Возле входа она низко нагнулась, одним движением стащила обеими руками через голову веревочную петлю и сбросила вязанку на правую сторону. Избавившись от ноши, она скрылась в своем типи. Через мгновение она выбежала наружу с криком: «Мой сын! Мой малютка пропал!» Пронзительным взглядом окинула она восток, и запад, и все вокруг. Нигде не было ни следа ребенка.

Стиснув кулаки, мать прибежала к близлежащим типи с криком:

— Кто-нибудь видел моего мальчика? Он пропал! Сыночек мой пропал!

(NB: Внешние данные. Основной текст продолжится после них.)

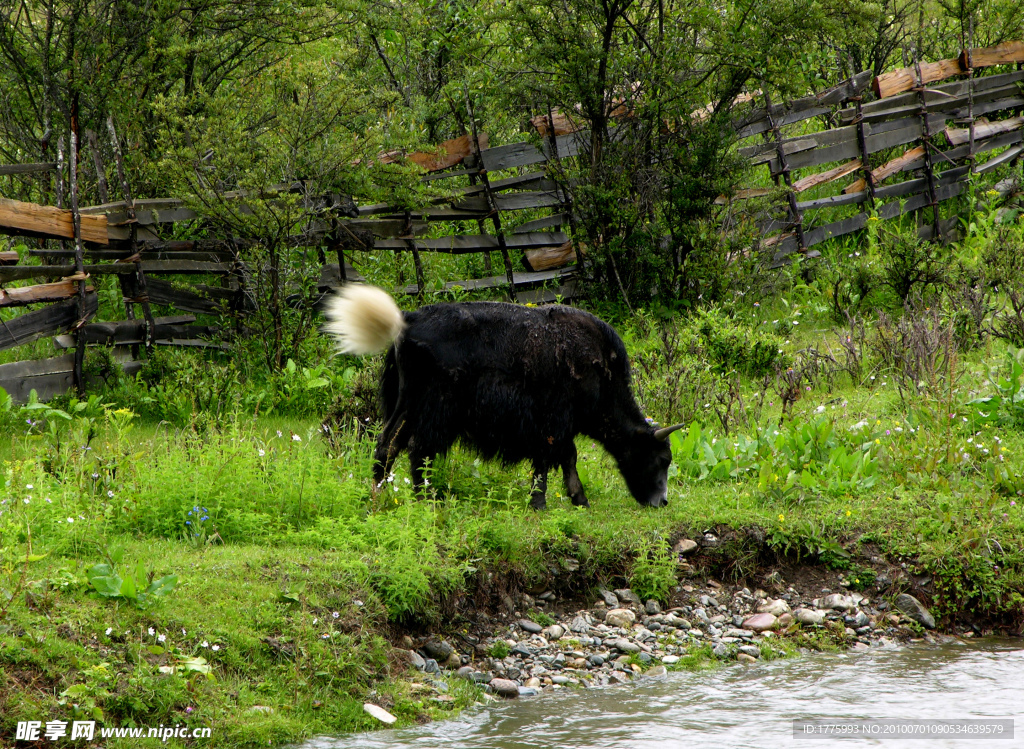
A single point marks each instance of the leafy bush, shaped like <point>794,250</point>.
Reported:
<point>1007,406</point>
<point>795,458</point>
<point>653,571</point>
<point>733,345</point>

— Хинну! Хинну! — восклицали женщины, вскакивая на ноги и выбегая из вигвамов. — Мы не видели твоего сына! Что случилось?

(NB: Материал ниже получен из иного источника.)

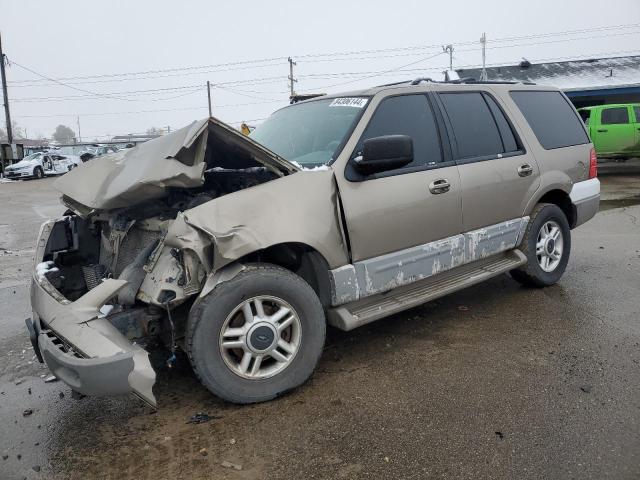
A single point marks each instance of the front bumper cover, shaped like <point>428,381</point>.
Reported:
<point>85,350</point>
<point>79,345</point>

Заливаясь слезами, мать поведала им свою историю и хотела уже уйти, но женщины сказали:

— Мы пойдем искать вместе с тобой!

Они вышли навстречу своим мужьям, возвращавшимся с охоты, и те присоединились к поискам пропавшего младенца. Побережье озер, заросли высокого тростника — всюду смотрели они, но тщетно. Дитя исчезло бесследно. Минуло много дней и ночей, и поиски прекратили. Тяжело было слышать, как отчаянно рыдает мать, сокрушаясь о своей потере.

Тем временем наступала поздняя осень. Высоко в небе птицы улетали к югу. Вокруг озер не осталось типи, кроме одного печального жилища.

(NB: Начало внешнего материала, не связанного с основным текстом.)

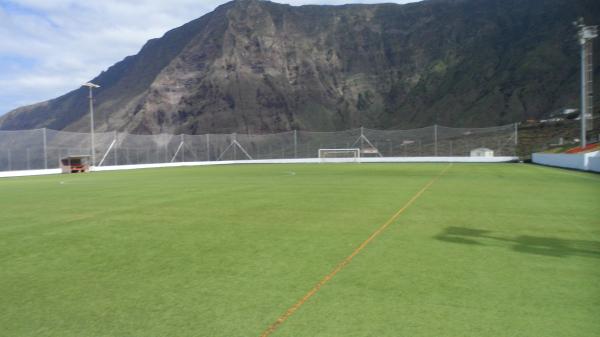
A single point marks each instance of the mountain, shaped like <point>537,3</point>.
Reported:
<point>258,66</point>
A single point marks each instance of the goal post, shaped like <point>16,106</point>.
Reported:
<point>339,155</point>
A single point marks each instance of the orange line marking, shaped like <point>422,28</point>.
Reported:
<point>349,258</point>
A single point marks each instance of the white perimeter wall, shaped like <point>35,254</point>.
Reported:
<point>583,161</point>
<point>279,161</point>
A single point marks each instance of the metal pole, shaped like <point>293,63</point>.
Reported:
<point>92,127</point>
<point>182,148</point>
<point>116,137</point>
<point>435,139</point>
<point>295,144</point>
<point>583,96</point>
<point>207,147</point>
<point>45,150</point>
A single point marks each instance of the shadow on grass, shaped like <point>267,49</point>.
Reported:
<point>524,244</point>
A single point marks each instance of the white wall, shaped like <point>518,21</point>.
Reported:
<point>281,161</point>
<point>583,161</point>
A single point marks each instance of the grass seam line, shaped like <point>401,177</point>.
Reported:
<point>349,258</point>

До тех пор, пока зима не укрыла снегом землю и не сковала озера льдом, из этого одинокого вигвама слышался женский плач, а издалека доносился голос отца, поющего печальную песню.

* * *

Так прошло десять лет и столько же зим после странного исчезновения малыша. Каждую весну несчастные родители возвращались вместе с охотниками в эти края, чтобы снова искать его.

К концу десятой осени, когда семьи одна за другой сворачивали типи и покидали озерный край, безутешная мать все еще бродила, плача, по берегу озера. Однажды вечером блестящие черные глаза уставились на плачущую женщину с другого берега, сквозь переплет тростника и высоких стеблей дикого риса. Маленький дикий ребенок, игравший в зарослях, замер. Его длинные волосы, небрежно откинутые на загорелую спину и плечи, открывали круглое лицо. Одеждой ему служила набедренная повязка, сплетенная из душистой травы. Припав к болотистой земле, он прислушивался к плачущему голосу. Женщина уже охрипла, теперь только беззвучные рыдания сотрясали ее стройное тело; глаза дикого мальчика затуманились слезами.

Наконец, когда стоны утихли, он вскочил и помчался, как легконогий лесной дух, к маленькой хижине из хвороста и камыша.

— Мать! Мать! — задыхаясь, выкрикнул он, вбежав внутрь. — Скажи, что за голос слышал я? Он был приятен моему слуху, но глаза мои стали мокрыми!

— Хен, сын мой, — буркнула большая уродливая жаба. — Ты слышал голос плачущей женщины. Сын мой, не говори, что он тебе понравился. Не говори мне, что он заставил тебя плакать. Ты еще никогда не слышал, как я плачу. Потешить твой слух и разбить твое сердце могу и я. Слушай же!